Saturday, July 30, 2011

(NEWZIMBABWE) No empowerment feed-back from govt: Zimplats

No empowerment feed-back from govt: Zimplats
28/07/2011 00:00:00
by Gilbert Nyambabvu

THE government has not officially responded to empowerment proposals made by the country’s leading platinum mining firm Zimbabwe Platinum (Zimplats), the company's chief executive said on Thursday.

"We submitted our plan in terms of the law. The plan takes into account our agreement with government as well as community involvement," Alex Mhembere told Reuters, adding the company has yet to hear back from empowerment minister, Saviour Kasukuwere.

Zimplats is 87 percent contrlled by South Africa-based Impala Platinum (Implats), the world’s second largest platinum producer. Implats also has a 50 percent interest in Mimosa Platinum Mine located in the Midlands town of Zvishavane.
"He (Kasukuwere) has not officially communicated to us," Mhembere said.

Mhembere’s comments come after Kasukuwere announced that all the 175 proposals submitted by companies had been thrown out after failing to meet the minimum requirements.

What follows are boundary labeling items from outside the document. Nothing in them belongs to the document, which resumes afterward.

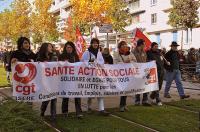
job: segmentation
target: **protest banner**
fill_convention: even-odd
[[[13,96],[40,102],[57,97],[125,96],[158,90],[155,61],[99,65],[77,62],[18,62],[12,66]]]

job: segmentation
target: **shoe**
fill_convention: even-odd
[[[140,102],[135,102],[135,106],[140,106]]]
[[[147,103],[147,102],[143,102],[142,103],[143,106],[151,106],[151,104]]]
[[[164,95],[165,98],[172,98],[169,94]]]
[[[189,97],[190,97],[190,95],[182,95],[180,98],[185,99],[185,98],[189,98]]]
[[[128,109],[126,106],[124,107],[124,110],[125,110],[125,111],[129,111],[129,109]]]
[[[44,117],[44,112],[41,112],[41,113],[40,113],[40,116],[41,116],[41,117]]]
[[[68,118],[69,117],[68,113],[63,113],[63,115],[64,115],[64,118]]]
[[[92,113],[92,109],[91,109],[91,108],[88,108],[87,113],[88,113],[88,114]]]
[[[155,99],[155,94],[153,94],[153,93],[150,94],[150,98],[151,98],[151,99]]]
[[[102,116],[109,116],[110,115],[110,113],[105,111],[105,110],[99,111],[99,114],[102,115]]]
[[[125,111],[125,107],[124,107],[124,106],[120,107],[120,108],[119,108],[119,111],[120,111],[120,112],[124,112],[124,111]]]
[[[78,114],[76,117],[77,117],[78,119],[82,119],[82,118],[83,118],[83,115],[82,115],[82,114]]]
[[[158,106],[162,106],[163,104],[162,104],[162,102],[158,102],[157,105]]]

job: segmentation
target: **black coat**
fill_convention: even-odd
[[[61,54],[59,56],[59,61],[68,61],[70,63],[75,63],[75,62],[79,62],[79,58],[78,55],[74,55],[74,54]]]
[[[109,54],[102,54],[105,64],[113,64],[113,57]]]
[[[170,62],[170,65],[167,65],[166,63],[164,65],[165,69],[169,72],[173,72],[174,65],[175,65],[174,62],[176,62],[176,63],[178,63],[178,65],[180,65],[178,51],[173,51],[173,50],[168,51],[165,54],[165,59]]]
[[[30,54],[26,54],[22,50],[13,51],[10,57],[9,71],[11,71],[11,60],[13,58],[16,58],[19,62],[31,62],[36,60],[36,55],[32,51],[30,51]]]
[[[159,51],[147,51],[147,61],[156,61],[158,73],[164,73],[164,61],[161,60],[161,57],[162,56]]]

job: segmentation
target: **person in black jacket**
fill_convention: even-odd
[[[9,71],[11,71],[11,64],[17,61],[20,62],[34,62],[36,55],[31,51],[30,40],[26,37],[20,37],[17,41],[17,50],[13,51],[10,57]]]
[[[170,65],[167,65],[167,64],[164,65],[166,69],[166,85],[165,85],[165,91],[164,91],[165,98],[171,98],[169,94],[169,90],[170,90],[173,80],[175,80],[180,98],[184,99],[184,98],[190,97],[189,95],[185,95],[183,84],[181,82],[179,55],[177,51],[178,46],[179,45],[176,42],[172,42],[171,50],[168,51],[165,55],[165,58],[167,59],[167,61],[170,62]]]
[[[43,43],[39,52],[38,52],[38,57],[37,61],[39,62],[52,62],[52,61],[57,61],[56,57],[53,56],[53,46],[50,43]],[[51,119],[52,121],[55,121],[56,119],[56,99],[51,100]],[[42,102],[41,105],[41,116],[44,116],[44,113],[47,109],[47,106],[49,104],[49,101],[44,101]]]
[[[4,63],[4,68],[6,71],[6,78],[7,78],[8,83],[10,83],[9,63],[10,63],[11,55],[12,55],[11,49],[8,49],[6,52],[3,53],[3,63]]]
[[[104,59],[105,64],[113,64],[113,58],[110,55],[110,51],[109,51],[108,48],[103,49],[102,55],[103,55],[103,59]]]
[[[59,57],[60,61],[68,61],[70,63],[79,62],[79,56],[76,52],[76,48],[73,42],[67,42],[64,46],[63,52]],[[63,98],[62,100],[62,113],[65,114],[65,116],[68,116],[68,103],[69,98]],[[81,110],[81,99],[75,98],[75,108],[76,108],[76,116],[78,118],[82,118],[82,110]]]
[[[162,88],[163,83],[163,77],[164,77],[164,59],[158,50],[158,44],[156,42],[153,42],[151,44],[151,49],[147,51],[147,61],[156,61],[157,65],[157,74],[158,74],[158,87],[159,91]],[[150,95],[151,99],[156,99],[157,105],[161,106],[162,102],[159,97],[159,91],[153,91]]]

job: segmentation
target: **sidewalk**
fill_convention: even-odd
[[[183,85],[185,88],[193,88],[193,89],[199,89],[198,90],[191,90],[191,89],[185,89],[185,94],[190,95],[189,99],[200,99],[200,84],[196,84],[196,83],[189,83],[189,82],[183,82]],[[174,88],[176,85],[173,83],[171,90],[170,90],[170,95],[172,96],[172,98],[168,99],[168,98],[164,98],[163,97],[163,90],[165,87],[165,82],[163,83],[163,88],[161,90],[161,100],[163,102],[170,102],[170,101],[178,101],[180,100],[180,97],[178,95],[177,89]],[[12,96],[12,92],[10,88],[5,88],[5,89],[0,89],[0,92],[3,92],[4,94],[8,95],[8,96]],[[1,94],[0,94],[1,96]],[[142,97],[142,96],[141,96]],[[82,104],[87,104],[87,98],[82,98]],[[120,101],[120,97],[107,97],[104,99],[104,103],[105,103],[105,108],[113,108],[113,107],[119,107],[119,101]],[[70,99],[69,101],[69,112],[74,112],[75,111],[75,105],[74,105],[74,99]],[[58,98],[57,99],[57,114],[61,114],[61,103],[62,103],[62,99]],[[134,104],[134,97],[133,96],[128,96],[127,98],[127,105],[133,105]],[[37,103],[33,103],[33,109],[40,111],[40,106],[41,106],[41,102],[37,102]],[[47,111],[46,111],[46,115],[50,114],[50,103],[48,105]],[[98,108],[98,103],[97,103],[97,99],[93,99],[93,103],[92,103],[92,108]],[[86,111],[86,107],[82,107],[83,111]]]

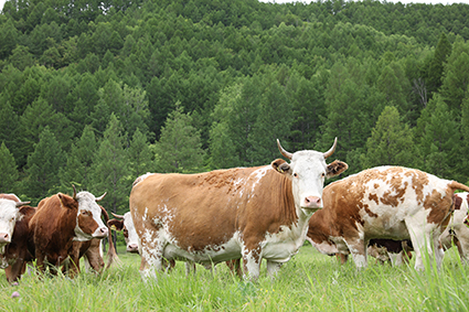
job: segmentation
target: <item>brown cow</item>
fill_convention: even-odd
[[[21,202],[14,194],[0,194],[0,255],[4,246],[11,241],[15,222],[21,217],[20,206],[30,202]]]
[[[139,181],[129,204],[142,277],[154,277],[154,268],[162,271],[163,259],[211,268],[243,258],[245,277],[256,280],[263,258],[271,276],[298,252],[309,218],[322,208],[324,179],[348,165],[326,163],[337,140],[326,153],[289,153],[277,143],[291,164],[276,160],[266,166],[150,174]]]
[[[324,187],[324,208],[311,217],[307,237],[323,254],[352,254],[358,268],[367,265],[370,239],[411,239],[415,268],[424,269],[425,250],[439,268],[439,236],[449,223],[455,190],[469,187],[415,169],[369,169]]]
[[[109,222],[109,215],[103,206],[99,205],[99,207],[102,208],[105,224],[107,224]],[[117,256],[116,249],[114,247],[113,235],[110,230],[108,230],[108,241],[109,249],[107,252],[106,268],[109,268],[114,262],[119,261],[119,257]],[[79,259],[82,257],[84,257],[86,269],[90,268],[95,272],[102,272],[103,268],[105,267],[102,243],[103,240],[100,238],[93,238],[85,241],[73,241],[72,250],[68,251],[70,261],[67,261],[66,266],[64,266],[63,272],[66,273],[68,271],[67,269],[71,268],[72,275],[78,273],[79,266],[75,266],[74,263],[79,263]]]
[[[56,269],[68,257],[74,240],[102,239],[108,235],[100,219],[103,209],[97,204],[106,193],[96,198],[89,192],[76,193],[75,186],[73,189],[73,196],[58,193],[42,200],[30,220],[30,240],[42,272],[47,266],[56,273],[54,267]]]
[[[28,237],[30,234],[29,222],[35,214],[36,208],[31,206],[21,206],[19,214],[21,217],[14,225],[11,243],[4,247],[1,255],[4,265],[7,280],[11,283],[18,281],[25,271],[26,262],[33,260],[28,249]]]

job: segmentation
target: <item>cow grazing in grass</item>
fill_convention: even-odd
[[[109,219],[107,225],[115,230],[122,232],[126,239],[127,252],[138,254],[138,235],[135,229],[132,216],[130,212],[124,215],[113,213],[114,219]]]
[[[2,202],[2,202],[0,203],[1,216],[4,217],[7,215],[2,211],[2,204],[4,203],[8,204],[8,211],[11,213],[7,219],[11,220],[12,215],[14,215],[12,233],[7,230],[1,235],[3,238],[11,237],[11,239],[2,247],[3,249],[0,255],[1,267],[4,269],[7,280],[14,282],[24,272],[26,261],[32,260],[32,256],[28,250],[28,236],[29,220],[34,215],[35,207],[26,206],[30,202],[21,202],[14,194],[0,194],[0,198],[8,201]]]
[[[425,250],[439,268],[455,190],[469,187],[415,169],[369,169],[324,189],[324,208],[310,219],[307,237],[323,254],[350,252],[358,268],[367,265],[370,239],[411,239],[415,268],[424,269]]]
[[[245,277],[256,280],[262,259],[271,276],[305,241],[311,215],[322,208],[326,177],[345,171],[326,163],[326,152],[289,153],[271,165],[199,174],[150,174],[130,193],[130,212],[139,236],[140,272],[154,277],[163,259],[212,267],[243,259]]]
[[[456,193],[454,200],[455,212],[447,229],[441,234],[440,240],[445,249],[456,245],[461,261],[469,263],[469,228],[465,225],[465,219],[469,213],[469,193]]]
[[[42,200],[30,220],[30,240],[41,271],[47,266],[52,273],[56,273],[74,241],[103,239],[108,235],[108,228],[100,219],[103,208],[97,204],[105,194],[96,198],[89,192],[76,193],[75,186],[73,189],[73,196],[58,193]]]
[[[21,202],[14,194],[0,194],[0,255],[4,246],[11,241],[14,225],[21,217],[20,207],[30,202]]]
[[[109,222],[109,215],[103,206],[99,205],[99,207],[102,208],[104,220],[107,224]],[[109,241],[109,249],[107,252],[106,268],[109,268],[114,262],[119,261],[119,257],[116,254],[110,230],[108,230],[107,237]],[[93,269],[95,272],[102,272],[105,268],[103,258],[103,239],[93,238],[85,241],[74,240],[72,249],[68,251],[68,263],[64,266],[64,272],[66,272],[67,269],[72,269],[72,275],[78,273],[79,266],[75,266],[75,263],[78,263],[82,257],[84,258],[85,268],[87,270]]]

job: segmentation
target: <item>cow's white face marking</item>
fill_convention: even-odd
[[[76,194],[76,201],[78,202],[78,212],[76,215],[75,237],[74,240],[86,241],[92,238],[104,238],[107,236],[107,226],[103,223],[100,215],[102,209],[96,203],[96,197],[89,192],[79,192]],[[81,215],[92,217],[96,223],[97,227],[93,233],[82,228],[78,222]]]
[[[322,208],[322,189],[326,180],[326,160],[321,152],[299,151],[294,153],[290,163],[291,186],[297,208],[307,208],[311,214]],[[316,208],[306,207],[306,198],[319,198]]]
[[[124,227],[127,229],[126,244],[129,246],[138,246],[138,235],[130,212],[124,214]]]
[[[4,246],[11,241],[19,211],[15,202],[0,198],[0,254],[4,254]]]

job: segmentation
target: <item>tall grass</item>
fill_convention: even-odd
[[[145,283],[138,255],[119,254],[122,265],[100,276],[82,272],[39,279],[25,275],[10,286],[0,273],[0,311],[467,311],[468,270],[456,248],[445,255],[443,269],[417,272],[370,259],[356,271],[353,261],[340,266],[332,257],[305,246],[275,279],[256,283],[233,277],[225,265],[214,272],[198,267],[185,276],[178,263],[157,281]],[[411,262],[411,266],[413,262]],[[17,291],[20,295],[11,298]]]

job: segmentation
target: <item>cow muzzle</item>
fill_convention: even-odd
[[[306,209],[317,209],[322,208],[321,197],[318,196],[307,196],[305,197],[301,208]]]
[[[11,243],[11,236],[8,233],[0,233],[0,245],[10,244],[10,243]]]
[[[127,252],[138,254],[138,245],[137,244],[127,245]]]
[[[98,238],[98,239],[105,238],[107,237],[108,233],[109,230],[107,229],[107,227],[99,227],[93,234],[93,238]]]

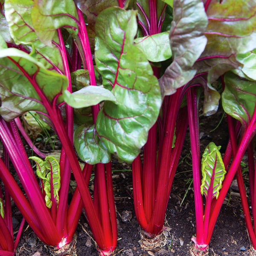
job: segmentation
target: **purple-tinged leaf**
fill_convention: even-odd
[[[212,198],[218,198],[227,172],[219,151],[220,148],[220,146],[217,147],[210,142],[203,154],[201,193],[204,194],[207,198],[209,194]]]
[[[212,0],[207,9],[208,25],[205,49],[194,67],[209,72],[212,83],[227,71],[242,65],[236,58],[255,48],[256,1]]]
[[[201,0],[174,0],[169,34],[173,61],[160,81],[163,96],[174,93],[195,75],[192,67],[206,45],[207,23]]]
[[[31,20],[33,6],[34,2],[30,0],[6,0],[6,15],[12,37],[17,44],[32,46],[35,49],[31,55],[42,63],[46,68],[53,68],[64,73],[58,38],[57,36],[54,37],[56,44],[52,44],[52,47],[45,46],[39,40]]]
[[[134,44],[136,11],[108,8],[98,16],[95,60],[105,87],[113,88],[116,104],[105,102],[97,133],[111,153],[131,162],[147,141],[162,100],[157,78]]]
[[[52,102],[67,86],[66,76],[48,70],[28,54],[15,48],[0,50],[0,114],[9,121],[33,110],[46,113],[32,84]],[[57,103],[61,102],[59,98]]]
[[[79,157],[90,164],[100,161],[108,163],[111,155],[98,136],[95,125],[88,124],[77,128],[74,134],[74,144]]]
[[[75,38],[78,30],[78,16],[73,0],[35,0],[31,18],[39,40],[51,46],[56,35],[56,30],[65,27]]]
[[[245,128],[250,121],[256,103],[256,82],[246,80],[228,72],[224,76],[221,95],[225,112],[239,120]]]
[[[10,34],[8,23],[5,17],[4,4],[4,0],[0,0],[0,35],[3,37],[6,42],[11,43],[13,40]]]
[[[106,8],[119,6],[118,0],[74,0],[77,7],[86,15],[86,26],[90,45],[92,52],[95,45],[95,22],[98,15]]]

Foreign companies are required by low to localise control of at least 51 percent of their shareholding as part of measures aimed at economically empowering the country’s historically disadvantaged black majority.

But Kasukuwere said most of the proposals submitted to his office fell far short of the minimum threshold with companies offering around 26 percent equity and the balance in a combination of so-called social credits that include investing in local communities’ development.

Zimplats has particularly come under attack from the government with President Robert Mugabe accusing the company of looting from the country.
“Zimplats has never given us any substantial money,” Mugabe said early this year.

“They are taking all the money to South Africa that’s why I have told (Empowerment Minister Saviour) Kasukuwere to deal with those mines.

The company had a prior deal with the government under which it gave up part of its mineral resource base in return for empowerment credits and wants the arrangement to be considered as part of its overall compliance plan.
The government is resisting the proposal.

A proposed US$450 million expansion programme which will see platinum production boosted by 90 000 ounces to reach annualized output of 270 000 ounces will, however, not be affected by the indigenization dispute, company officials insist.